In a written statement, he denied ever instructing staff to alter absence data.
He blamed the member of staff for changing the attendance figures – but admitted he failed to report it.
Mr Spencer said he did not disclose the deception because he understood the pressure staff were under.
‘I have never instructed any employee to falsely inflate attendance data,’ Mr Spencer’s written statement said.
‘I accept fully that being aware of malpractice and in not acting I condoned the malpractice.’
‘I did not instigate the programme of attendance inflation. The action was started by my colleague [Person D] unbeknown [sic] to me.’
Mr Spencer said that at the time of the attendance figures being altered schools were under so much pressure that ‘anecdotally it was believed data manipulation was widespread’.
The deception was reported to school governors by another member of staff in autumn 2018.
The committee was told the ‘whistle blower’ reported being told by someone involved that data was being ‘fiddled’.
Mr Spencer was found to have committed unacceptable professional conduct.
‘I fully accept my actions fall below the standards expected of a headteacher,’ Mr Spencer said in a statement.

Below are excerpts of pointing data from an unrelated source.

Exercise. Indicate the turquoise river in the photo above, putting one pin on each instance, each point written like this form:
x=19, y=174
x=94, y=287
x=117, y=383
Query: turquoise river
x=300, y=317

Striking him off the teaching register in Wales, committee chair Peter Owen said: ‘In the committee’s view this was a protracted, serious instance of misconduct over many years.’
Mr Owen said Mr Spencer’s ‘extent of regret and remorse is limited and not where it should be’.
He said when the deception came to light, the headteacher had tried to influence, rather than accept, the investigation.
The committee said it had taken into account Mr Spencer’s former unblemished record and the good testimony from his current employer when reaching its decision.
However, it deemed the matters too serious, protracted and dishonest for there to be no option but to strike him off the register.
Mr Spencer may not apply to re-join the register in less than five years.